# Exporting PDF/X-able Postscript files from QuarkXPress7



## Factor41 (Sep 14, 2007)

Hi,

We've got a Mac here running Distiller and have generally printed Postscript files through an Acrobat 7.0 PPD to the Distiller which then produces PDF/X-1a:2001 compliant PDFs files. This works fine from QuarkXPress 6.5, but from 7.03, the Distiller always returns the error that no Trimbox or Artbox is specified within the Postscript file. Any ideas why, or how to resolve this? I know I can just export compatible files from XPress, but we want the Distiller computer to be doing all the work.

Thanks

Dave


----------



## Natobasso (Sep 16, 2007)

Have you tried exporting quark eps files and then distilling those through Distiller to PDF/X-1a?

Q7 is probably adding something (transparency perhaps?) that is causing PDF/X-1a to error out, as it should since it won't create a pdf if there's a bad element in the file.

Check your images; check your fonts; try the eps. Let us know what happens.
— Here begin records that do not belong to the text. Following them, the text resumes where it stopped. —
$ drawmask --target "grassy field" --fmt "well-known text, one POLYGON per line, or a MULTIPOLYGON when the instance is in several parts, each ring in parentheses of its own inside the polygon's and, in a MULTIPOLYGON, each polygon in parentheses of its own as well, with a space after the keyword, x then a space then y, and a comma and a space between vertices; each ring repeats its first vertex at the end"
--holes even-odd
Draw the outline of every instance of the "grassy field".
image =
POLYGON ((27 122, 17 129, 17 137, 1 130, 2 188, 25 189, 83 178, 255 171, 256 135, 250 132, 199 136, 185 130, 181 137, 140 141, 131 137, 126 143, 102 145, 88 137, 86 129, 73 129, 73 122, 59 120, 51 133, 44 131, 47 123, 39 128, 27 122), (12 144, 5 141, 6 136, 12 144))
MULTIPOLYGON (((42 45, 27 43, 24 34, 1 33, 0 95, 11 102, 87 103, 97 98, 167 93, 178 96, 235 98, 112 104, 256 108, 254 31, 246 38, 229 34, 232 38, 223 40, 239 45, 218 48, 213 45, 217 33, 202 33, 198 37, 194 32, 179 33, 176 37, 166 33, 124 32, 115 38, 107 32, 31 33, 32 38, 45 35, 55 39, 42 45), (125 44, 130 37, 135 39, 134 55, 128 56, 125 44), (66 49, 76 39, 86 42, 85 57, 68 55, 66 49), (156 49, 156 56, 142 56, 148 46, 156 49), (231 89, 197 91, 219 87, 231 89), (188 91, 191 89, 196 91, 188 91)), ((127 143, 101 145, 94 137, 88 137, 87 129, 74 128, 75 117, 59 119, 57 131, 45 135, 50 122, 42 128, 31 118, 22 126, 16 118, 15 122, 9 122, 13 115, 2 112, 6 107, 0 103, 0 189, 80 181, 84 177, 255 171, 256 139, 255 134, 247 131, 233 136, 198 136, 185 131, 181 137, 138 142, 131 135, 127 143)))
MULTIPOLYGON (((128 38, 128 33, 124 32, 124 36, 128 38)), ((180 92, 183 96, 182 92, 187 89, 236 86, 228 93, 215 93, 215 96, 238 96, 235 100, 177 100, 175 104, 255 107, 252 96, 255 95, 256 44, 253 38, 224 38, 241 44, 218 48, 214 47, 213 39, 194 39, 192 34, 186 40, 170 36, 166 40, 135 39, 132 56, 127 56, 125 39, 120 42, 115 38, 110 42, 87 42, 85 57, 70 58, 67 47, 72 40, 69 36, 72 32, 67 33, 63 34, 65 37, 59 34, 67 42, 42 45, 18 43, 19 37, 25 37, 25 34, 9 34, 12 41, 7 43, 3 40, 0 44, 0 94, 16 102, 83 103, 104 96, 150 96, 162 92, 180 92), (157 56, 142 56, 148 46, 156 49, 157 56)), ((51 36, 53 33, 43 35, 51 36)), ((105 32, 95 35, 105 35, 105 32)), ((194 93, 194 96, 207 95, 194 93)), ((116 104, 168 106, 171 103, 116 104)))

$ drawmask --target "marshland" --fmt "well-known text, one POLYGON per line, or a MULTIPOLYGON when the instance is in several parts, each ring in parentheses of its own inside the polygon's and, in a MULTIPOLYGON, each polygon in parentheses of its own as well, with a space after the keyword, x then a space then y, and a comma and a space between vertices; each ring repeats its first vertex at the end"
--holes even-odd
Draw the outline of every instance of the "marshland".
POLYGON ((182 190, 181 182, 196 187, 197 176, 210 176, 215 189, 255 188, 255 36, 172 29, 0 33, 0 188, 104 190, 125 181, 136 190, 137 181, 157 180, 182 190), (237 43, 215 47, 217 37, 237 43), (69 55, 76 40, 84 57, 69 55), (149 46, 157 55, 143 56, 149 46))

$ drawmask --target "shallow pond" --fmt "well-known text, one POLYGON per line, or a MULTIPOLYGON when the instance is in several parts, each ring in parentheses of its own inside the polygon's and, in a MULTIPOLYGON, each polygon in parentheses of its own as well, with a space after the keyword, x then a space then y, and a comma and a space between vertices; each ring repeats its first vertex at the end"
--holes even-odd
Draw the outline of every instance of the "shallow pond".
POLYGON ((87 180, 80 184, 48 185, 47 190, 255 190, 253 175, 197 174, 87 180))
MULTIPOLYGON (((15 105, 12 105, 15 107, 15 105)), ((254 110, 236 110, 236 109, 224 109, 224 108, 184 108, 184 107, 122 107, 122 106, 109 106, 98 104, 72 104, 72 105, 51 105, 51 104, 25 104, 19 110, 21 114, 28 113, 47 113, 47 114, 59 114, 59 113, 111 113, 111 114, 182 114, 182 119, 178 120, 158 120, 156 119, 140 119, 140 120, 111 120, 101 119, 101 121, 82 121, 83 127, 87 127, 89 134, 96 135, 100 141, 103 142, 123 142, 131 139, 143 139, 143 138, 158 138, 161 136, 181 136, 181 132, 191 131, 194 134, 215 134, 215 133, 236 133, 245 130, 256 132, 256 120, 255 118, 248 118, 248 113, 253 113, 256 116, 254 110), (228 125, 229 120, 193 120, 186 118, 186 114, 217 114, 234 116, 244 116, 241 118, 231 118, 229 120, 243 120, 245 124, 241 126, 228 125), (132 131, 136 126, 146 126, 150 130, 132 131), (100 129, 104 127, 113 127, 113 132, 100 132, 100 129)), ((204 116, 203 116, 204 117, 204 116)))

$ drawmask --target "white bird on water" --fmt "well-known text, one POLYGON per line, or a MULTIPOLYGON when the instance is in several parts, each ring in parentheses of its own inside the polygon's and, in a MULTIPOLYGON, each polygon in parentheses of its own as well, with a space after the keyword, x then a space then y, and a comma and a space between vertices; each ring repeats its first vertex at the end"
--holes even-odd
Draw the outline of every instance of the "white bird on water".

Did you know that InDesign exports perfect PDF/X-1a files natively?  No distiller required. Printers LOVE these files because they print flawlessly.


----------



## Natobasso (Sep 16, 2007)

Looks like you can directly export PDF/X-1a files from Quark 7:
http://66.218.69.11/search/cache?ei...xports+pdf+x-1a&d=GCd8uP4-PdFx&icp=1&.intl=us


----------



## Factor41 (Sep 16, 2007)

Natobasso said:


> Looks like you can directly export PDF/X-1a files from Quark 7:
> http://66.218.69.11/search/cache?ei...xports+pdf+x-1a&d=GCd8uP4-PdFx&icp=1&.intl=us



Thanks for the reply, but I knew that! The thing is, we want all the processing done by the other computer which is running Distiller. All the files are fine and work perfectly through QXP6, but not through 7. Seems there's some change in the way it prints Postscript files - that's what we need to change/work around.


----------



## Natobasso (Sep 16, 2007)

Did you read the rest of my post? Try exporting eps and make sure all your transparency, images and fonts are correct. Let us know if that fixes.


----------



## JeffCGD (Sep 27, 2007)

May I also suggest checking your flattening settings in Quark (for processing transparencies, etc), and instead print to a postscript file, which you can either place in, or print to a Distiller Watched Folder. As long as the other computer has access to all the same fonts (unless they are embedded in the PS file), this should work fine.


----------